Dear Mom, Where do I start in asking absolution for the many times I just did not take the time to listen and understand. Leaving your home. Dad had the easy way out and you were left with the unbelievable hard part. Choosing what to take and what to leave. So many layers of memories, trivial things that hand no actual value, except to you. Things you so wanted us to value and treasure. Things we should ask to keep. Not so much to go to the remainder man or worse the landfill. I am sorry I was not there, that as usual a project was more important than sifting through the accumulation of 50 years and dispositioning every treasure. As so often you said someday I will be in your shoes. I did not understand or listen.
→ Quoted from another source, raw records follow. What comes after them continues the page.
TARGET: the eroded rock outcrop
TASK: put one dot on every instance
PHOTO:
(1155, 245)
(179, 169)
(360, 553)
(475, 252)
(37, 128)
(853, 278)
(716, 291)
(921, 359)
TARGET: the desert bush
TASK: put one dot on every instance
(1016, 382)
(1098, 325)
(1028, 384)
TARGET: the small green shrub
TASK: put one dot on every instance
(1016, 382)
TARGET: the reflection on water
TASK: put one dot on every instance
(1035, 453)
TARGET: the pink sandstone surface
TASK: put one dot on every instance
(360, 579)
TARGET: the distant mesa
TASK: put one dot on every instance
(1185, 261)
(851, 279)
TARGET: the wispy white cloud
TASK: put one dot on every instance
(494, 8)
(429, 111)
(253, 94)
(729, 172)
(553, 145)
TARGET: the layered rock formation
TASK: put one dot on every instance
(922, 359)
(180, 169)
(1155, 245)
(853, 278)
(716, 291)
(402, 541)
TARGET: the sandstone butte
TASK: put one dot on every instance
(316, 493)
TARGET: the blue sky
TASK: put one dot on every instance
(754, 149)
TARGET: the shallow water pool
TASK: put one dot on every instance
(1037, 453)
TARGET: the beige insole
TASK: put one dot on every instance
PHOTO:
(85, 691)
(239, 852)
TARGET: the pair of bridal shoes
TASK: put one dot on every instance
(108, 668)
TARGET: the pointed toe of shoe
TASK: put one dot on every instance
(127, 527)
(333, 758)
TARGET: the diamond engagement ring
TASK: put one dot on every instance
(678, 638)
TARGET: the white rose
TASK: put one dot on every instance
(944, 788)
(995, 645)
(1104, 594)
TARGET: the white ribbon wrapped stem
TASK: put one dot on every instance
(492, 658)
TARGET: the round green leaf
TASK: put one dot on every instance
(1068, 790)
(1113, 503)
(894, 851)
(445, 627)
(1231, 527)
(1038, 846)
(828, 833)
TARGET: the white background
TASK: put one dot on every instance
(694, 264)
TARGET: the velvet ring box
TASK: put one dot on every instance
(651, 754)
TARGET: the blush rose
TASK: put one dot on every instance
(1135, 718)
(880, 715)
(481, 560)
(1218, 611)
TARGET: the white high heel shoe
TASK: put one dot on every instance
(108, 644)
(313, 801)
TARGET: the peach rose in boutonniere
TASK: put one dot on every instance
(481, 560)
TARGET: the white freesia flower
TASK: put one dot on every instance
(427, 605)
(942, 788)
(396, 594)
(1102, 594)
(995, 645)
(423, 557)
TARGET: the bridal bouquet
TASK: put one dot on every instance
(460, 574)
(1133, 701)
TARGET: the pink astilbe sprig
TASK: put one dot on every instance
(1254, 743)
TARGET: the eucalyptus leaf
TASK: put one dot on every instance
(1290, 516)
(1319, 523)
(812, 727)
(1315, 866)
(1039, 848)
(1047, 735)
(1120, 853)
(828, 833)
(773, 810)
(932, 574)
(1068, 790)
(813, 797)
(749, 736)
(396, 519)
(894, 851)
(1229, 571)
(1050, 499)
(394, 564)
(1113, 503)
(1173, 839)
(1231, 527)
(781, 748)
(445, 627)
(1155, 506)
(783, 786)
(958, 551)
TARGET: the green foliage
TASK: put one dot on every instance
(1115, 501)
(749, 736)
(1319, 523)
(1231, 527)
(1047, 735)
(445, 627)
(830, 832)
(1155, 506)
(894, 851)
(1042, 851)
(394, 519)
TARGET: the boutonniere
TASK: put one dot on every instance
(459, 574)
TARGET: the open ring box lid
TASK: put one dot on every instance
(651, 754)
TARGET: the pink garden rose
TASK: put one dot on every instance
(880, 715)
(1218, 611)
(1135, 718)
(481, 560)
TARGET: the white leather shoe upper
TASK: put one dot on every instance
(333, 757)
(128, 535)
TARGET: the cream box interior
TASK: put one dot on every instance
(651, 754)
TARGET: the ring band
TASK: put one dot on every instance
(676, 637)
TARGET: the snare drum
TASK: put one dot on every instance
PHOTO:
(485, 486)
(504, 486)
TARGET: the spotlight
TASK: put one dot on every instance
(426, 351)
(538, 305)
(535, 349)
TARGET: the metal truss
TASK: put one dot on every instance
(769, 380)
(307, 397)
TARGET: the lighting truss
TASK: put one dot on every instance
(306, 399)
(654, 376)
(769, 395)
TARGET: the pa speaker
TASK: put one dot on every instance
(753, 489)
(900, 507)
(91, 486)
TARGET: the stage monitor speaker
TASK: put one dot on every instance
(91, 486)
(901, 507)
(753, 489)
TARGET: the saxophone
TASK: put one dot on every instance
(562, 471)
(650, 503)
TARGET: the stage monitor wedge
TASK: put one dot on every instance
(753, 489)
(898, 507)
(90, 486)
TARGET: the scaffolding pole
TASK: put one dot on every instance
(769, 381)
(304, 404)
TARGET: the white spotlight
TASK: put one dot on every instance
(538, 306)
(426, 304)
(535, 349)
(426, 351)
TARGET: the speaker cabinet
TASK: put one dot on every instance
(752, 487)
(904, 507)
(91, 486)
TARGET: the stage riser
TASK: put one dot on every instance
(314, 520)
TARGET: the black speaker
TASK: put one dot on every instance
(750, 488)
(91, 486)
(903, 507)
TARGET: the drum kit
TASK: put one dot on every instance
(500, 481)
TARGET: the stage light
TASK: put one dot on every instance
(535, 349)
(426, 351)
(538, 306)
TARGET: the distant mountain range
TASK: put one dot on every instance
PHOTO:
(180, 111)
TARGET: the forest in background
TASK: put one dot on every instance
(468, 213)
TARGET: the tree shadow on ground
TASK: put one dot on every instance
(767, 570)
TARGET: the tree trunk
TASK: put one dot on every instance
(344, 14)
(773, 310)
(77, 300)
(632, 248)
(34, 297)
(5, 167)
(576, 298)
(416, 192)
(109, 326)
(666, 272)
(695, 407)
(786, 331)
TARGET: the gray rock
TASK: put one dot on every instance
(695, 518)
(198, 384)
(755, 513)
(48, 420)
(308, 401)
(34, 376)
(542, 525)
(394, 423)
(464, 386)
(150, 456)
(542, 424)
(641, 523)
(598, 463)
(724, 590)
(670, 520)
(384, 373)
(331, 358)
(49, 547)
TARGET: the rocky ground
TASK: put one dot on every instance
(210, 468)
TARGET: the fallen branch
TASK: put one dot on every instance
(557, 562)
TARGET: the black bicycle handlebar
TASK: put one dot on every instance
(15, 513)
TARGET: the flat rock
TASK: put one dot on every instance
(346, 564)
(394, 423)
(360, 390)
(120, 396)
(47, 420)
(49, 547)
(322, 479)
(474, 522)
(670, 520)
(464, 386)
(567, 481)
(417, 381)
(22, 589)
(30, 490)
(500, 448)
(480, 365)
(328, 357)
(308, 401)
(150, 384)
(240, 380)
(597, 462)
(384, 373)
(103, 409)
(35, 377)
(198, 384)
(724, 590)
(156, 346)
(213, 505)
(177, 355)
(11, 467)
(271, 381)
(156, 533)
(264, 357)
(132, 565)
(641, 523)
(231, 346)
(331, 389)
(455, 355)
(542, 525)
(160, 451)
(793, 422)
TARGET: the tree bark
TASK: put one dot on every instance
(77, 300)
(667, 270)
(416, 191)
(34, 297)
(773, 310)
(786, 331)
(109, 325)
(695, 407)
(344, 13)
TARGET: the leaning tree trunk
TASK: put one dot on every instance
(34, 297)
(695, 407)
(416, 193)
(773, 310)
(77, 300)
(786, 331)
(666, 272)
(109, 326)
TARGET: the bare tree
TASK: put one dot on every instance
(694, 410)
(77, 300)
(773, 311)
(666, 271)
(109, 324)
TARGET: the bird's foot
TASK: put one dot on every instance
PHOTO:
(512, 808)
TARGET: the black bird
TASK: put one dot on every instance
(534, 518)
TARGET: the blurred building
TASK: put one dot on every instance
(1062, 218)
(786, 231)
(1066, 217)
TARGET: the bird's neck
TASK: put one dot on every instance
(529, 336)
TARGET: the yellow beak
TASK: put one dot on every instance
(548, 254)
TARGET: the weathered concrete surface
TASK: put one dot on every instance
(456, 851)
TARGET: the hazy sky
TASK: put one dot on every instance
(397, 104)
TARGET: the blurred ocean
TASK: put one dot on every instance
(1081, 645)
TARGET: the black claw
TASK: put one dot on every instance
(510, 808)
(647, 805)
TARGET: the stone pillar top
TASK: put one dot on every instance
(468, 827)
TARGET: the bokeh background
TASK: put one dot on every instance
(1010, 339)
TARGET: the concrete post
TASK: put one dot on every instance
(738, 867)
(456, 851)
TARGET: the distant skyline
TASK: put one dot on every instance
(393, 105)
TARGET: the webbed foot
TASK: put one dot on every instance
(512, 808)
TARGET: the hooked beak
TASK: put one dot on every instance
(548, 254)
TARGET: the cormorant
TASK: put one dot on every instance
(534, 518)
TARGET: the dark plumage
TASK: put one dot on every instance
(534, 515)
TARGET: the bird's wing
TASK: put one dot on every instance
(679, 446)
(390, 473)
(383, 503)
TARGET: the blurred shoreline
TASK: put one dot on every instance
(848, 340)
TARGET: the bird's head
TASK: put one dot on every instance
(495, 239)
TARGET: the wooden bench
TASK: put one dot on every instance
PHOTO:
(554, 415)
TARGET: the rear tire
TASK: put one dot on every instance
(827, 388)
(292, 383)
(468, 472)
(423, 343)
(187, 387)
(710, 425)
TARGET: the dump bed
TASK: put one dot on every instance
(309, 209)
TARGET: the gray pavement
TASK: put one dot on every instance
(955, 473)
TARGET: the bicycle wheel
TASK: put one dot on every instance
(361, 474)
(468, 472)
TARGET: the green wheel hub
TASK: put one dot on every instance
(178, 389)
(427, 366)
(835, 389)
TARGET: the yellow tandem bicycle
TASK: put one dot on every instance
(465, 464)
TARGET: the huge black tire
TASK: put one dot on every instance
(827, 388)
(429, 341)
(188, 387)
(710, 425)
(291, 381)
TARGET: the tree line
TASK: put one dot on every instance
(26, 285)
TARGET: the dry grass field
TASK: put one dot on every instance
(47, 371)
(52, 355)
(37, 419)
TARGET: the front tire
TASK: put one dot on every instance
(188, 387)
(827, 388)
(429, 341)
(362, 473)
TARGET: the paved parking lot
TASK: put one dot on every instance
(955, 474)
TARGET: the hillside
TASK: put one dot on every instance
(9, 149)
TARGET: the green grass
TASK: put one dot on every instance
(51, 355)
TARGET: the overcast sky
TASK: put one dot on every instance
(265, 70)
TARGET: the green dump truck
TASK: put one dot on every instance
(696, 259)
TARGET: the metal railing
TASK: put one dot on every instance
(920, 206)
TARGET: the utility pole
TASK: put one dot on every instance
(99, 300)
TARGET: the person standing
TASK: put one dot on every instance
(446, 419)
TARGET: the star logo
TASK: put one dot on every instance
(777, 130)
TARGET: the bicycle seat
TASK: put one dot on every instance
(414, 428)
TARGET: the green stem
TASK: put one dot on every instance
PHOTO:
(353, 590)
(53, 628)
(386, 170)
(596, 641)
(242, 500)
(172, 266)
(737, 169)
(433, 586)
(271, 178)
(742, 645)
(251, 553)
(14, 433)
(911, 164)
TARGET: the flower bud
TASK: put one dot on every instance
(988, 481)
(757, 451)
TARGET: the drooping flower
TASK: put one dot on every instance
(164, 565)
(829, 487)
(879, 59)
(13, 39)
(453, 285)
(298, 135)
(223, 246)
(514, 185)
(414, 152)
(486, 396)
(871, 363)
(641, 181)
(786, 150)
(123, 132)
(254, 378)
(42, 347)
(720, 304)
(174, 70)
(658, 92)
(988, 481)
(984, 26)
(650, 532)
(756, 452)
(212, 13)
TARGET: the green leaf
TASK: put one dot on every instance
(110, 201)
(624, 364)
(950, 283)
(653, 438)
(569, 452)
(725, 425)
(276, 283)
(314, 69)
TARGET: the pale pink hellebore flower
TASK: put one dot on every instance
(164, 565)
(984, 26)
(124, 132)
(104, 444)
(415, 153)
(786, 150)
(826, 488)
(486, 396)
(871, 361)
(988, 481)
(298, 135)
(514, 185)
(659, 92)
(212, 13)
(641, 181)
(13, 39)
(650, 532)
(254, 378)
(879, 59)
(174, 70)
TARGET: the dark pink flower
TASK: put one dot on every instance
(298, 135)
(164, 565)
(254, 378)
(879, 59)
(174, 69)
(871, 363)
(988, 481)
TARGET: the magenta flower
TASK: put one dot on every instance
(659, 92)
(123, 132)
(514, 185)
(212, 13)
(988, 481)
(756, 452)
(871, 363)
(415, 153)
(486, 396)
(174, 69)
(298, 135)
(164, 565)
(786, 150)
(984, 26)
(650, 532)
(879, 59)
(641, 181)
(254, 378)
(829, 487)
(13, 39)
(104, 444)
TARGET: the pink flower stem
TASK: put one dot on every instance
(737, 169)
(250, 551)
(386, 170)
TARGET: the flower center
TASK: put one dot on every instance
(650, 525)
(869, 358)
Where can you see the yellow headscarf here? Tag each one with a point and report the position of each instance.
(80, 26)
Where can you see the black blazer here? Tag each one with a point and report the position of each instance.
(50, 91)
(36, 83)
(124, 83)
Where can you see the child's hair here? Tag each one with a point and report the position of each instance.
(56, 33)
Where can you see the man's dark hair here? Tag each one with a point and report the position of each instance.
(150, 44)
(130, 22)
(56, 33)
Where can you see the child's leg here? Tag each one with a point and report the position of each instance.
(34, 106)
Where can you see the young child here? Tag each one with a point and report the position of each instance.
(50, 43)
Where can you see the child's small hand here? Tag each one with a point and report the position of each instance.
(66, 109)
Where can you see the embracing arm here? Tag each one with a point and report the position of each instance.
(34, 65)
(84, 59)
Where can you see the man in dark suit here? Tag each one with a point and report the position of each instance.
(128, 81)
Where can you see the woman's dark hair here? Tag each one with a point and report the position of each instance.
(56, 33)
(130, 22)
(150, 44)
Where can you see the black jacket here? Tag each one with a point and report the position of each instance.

I am moving. Not a new thing. I have moved more times than I ever planned. This has been the longest I have ever lived anywhere and I brought everything with me from the last move. But, this time I have to cull down the everything. I was working on a box of miscellaneous photos. Just photos dumped in a box waiting for the day I had time to sort them out. I found pictures that included the big uncomfortable rocker in at least 4 houses. No one ever sits in it. It just balances out a corner. The dining room set and the same pictures in multiple houses in Canada, and Roanoke and Ashburn x3, Charlottesville and Charlotte. It looks better now that it is lighter. And the two eagle mirrors are gone, damaged in one of the moves. But the ladies and fruit sellers persist. I am not sure I even like them. I think they own me not the other way around. I just keep packing and moving them afraid that if I let it all go somehow I really will be without any past, I will be found to be shallow without substance.

I know I lamented the old worn end tables and the blond dresser and so much more, but I know now that it was for you proof that you had been a person of substance. Someone who had a family. Someone who mattered. I am so so sorry. Mea culpa, Mea culpa, Mea maxima culpa. Your daughter.